DirectQE: Direct Pretraining for Machine Translation Quality Estimation

Authors: Qu Cui, Shujian Huang, Jiahuan Li, Xiang Geng, Zaixiang Zheng, Guoping Huang, Jiajun Chen12719-12727

AAAI 2021 | Conference PDF | Archive PDF | Plain Text | LLM Run Details

Reproducibility Variable Result LLM Response
Research Type Experimental Experiments on widely used benchmarks show that Direct QE outperforms existing methods, without using any pretraining models such as BERT. We also give extensive analyses showing how fixing the two gaps contributes to our improvements.

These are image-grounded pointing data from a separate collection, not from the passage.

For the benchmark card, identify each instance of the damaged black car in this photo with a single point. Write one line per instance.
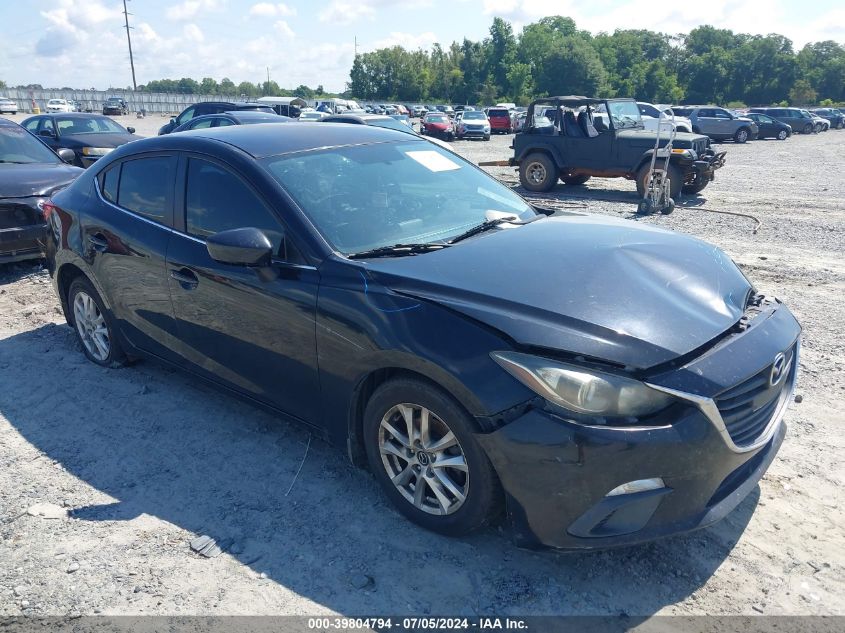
(29, 173)
(597, 381)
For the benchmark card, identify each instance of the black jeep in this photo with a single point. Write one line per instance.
(574, 138)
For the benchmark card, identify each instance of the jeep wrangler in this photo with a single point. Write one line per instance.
(561, 139)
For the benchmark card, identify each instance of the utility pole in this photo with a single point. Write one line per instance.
(129, 41)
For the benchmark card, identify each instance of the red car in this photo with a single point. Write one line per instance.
(437, 124)
(500, 120)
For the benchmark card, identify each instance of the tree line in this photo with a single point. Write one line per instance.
(552, 56)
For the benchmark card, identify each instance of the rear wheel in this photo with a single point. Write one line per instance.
(421, 448)
(537, 172)
(574, 180)
(93, 325)
(674, 175)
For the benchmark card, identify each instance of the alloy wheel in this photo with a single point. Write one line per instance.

Researcher Affiliation Collaboration Qu Cui1, Shujian Huang1, Jiahuan Li1, Xiang Geng1, Zaixiang Zheng1, Guoping Huang2, Jiajun Chen1 1National Key Laboratory for Novel Software Technology, Nanjing University, Nanjing, China 2Tencent AI Lab, Shenzhen, China
Pseudocode No The paper describes the proposed methods in narrative text and does not include any pseudocode or algorithm blocks.

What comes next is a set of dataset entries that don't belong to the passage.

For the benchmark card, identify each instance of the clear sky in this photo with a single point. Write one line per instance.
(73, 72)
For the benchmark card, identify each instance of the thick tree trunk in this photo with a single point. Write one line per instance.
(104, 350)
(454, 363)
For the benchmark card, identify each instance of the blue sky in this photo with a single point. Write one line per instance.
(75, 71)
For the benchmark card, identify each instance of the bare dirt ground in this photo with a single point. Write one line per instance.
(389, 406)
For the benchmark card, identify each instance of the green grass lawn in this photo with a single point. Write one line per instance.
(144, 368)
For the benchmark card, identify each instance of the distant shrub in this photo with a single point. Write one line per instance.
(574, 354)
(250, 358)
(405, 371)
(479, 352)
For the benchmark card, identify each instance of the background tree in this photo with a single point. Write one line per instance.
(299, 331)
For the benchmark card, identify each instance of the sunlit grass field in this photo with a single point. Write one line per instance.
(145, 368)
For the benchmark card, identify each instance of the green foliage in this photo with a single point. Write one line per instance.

Open Source Code No The paper does not provide any specific statements or links regarding the availability of open-source code for the described methodology.

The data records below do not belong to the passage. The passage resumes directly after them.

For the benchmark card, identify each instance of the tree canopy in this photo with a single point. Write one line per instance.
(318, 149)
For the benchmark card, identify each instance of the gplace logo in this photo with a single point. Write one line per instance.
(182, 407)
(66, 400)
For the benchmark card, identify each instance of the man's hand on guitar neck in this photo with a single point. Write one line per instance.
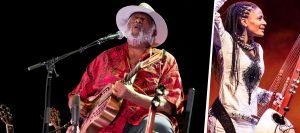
(71, 128)
(123, 91)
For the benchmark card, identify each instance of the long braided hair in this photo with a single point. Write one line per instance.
(235, 13)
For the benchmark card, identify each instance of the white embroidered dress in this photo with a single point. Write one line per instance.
(237, 100)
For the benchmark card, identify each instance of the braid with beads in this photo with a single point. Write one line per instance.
(233, 25)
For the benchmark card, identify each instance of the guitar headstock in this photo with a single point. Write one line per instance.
(154, 58)
(55, 118)
(5, 115)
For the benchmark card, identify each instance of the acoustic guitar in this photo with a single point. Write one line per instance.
(105, 106)
(6, 117)
(159, 92)
(273, 121)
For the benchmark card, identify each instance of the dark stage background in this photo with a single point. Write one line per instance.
(34, 32)
(281, 32)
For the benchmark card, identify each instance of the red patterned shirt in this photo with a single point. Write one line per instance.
(112, 65)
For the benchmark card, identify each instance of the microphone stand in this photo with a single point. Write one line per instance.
(50, 66)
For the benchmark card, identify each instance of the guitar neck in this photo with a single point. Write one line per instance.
(9, 128)
(132, 73)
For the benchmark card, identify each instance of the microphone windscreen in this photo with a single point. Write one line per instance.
(121, 35)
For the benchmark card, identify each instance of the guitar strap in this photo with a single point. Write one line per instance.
(223, 117)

Open Datasets Yes We carry out experiments on the WMT19 and WMT17 QE tasks for English-to-German (EN-DE) direction. ... These datasets are all officially released for the WMT QE Shared Task.
Dataset Splits Yes We carry out experiments on the WMT19 and WMT17 QE tasks... These datasets are all officially released for the WMT QE Shared Task. ... We randomly cut 2,000 sentence pairs out of the parallel data and use the generator to produce pseudo QE data with the Sample strategy. This dataset is used as the development set to monitor the pretraining process, and the performance on this dataset will be used for model selection.
Hardware Specification No The paper describes model architectures and training details but does not provide any specific hardware specifications (e.g., GPU/CPU models, memory, or cloud instances) used for the experiments.
Software Dependencies No The paper mentions several models and libraries like Transformer, BERT, Bi-LSTM, and Hugging Face, but it does not specify software dependencies with version numbers (e.g., Python, PyTorch, or specific library versions).
Experiment Setup Yes Implementation Details. For NMT-based QE, The predictor of NMT-based QE consists of an encoder and a decoder, each of them is a 6-layer Transformer with hidden states dimension 512. ... For Direct QE, the detector is based on the transformer ..., with one encoder and one decoder, also the same size as the NMT-based QE. The generator is based on a transformer of 6 layers but with hidden states dimension 256 for each layer ... We mask tokens with a 15% mask ratio. ... We use BPE (Sennrich, Haddow, and Birch 2015) in our experiments and set BPE steps to 30,000.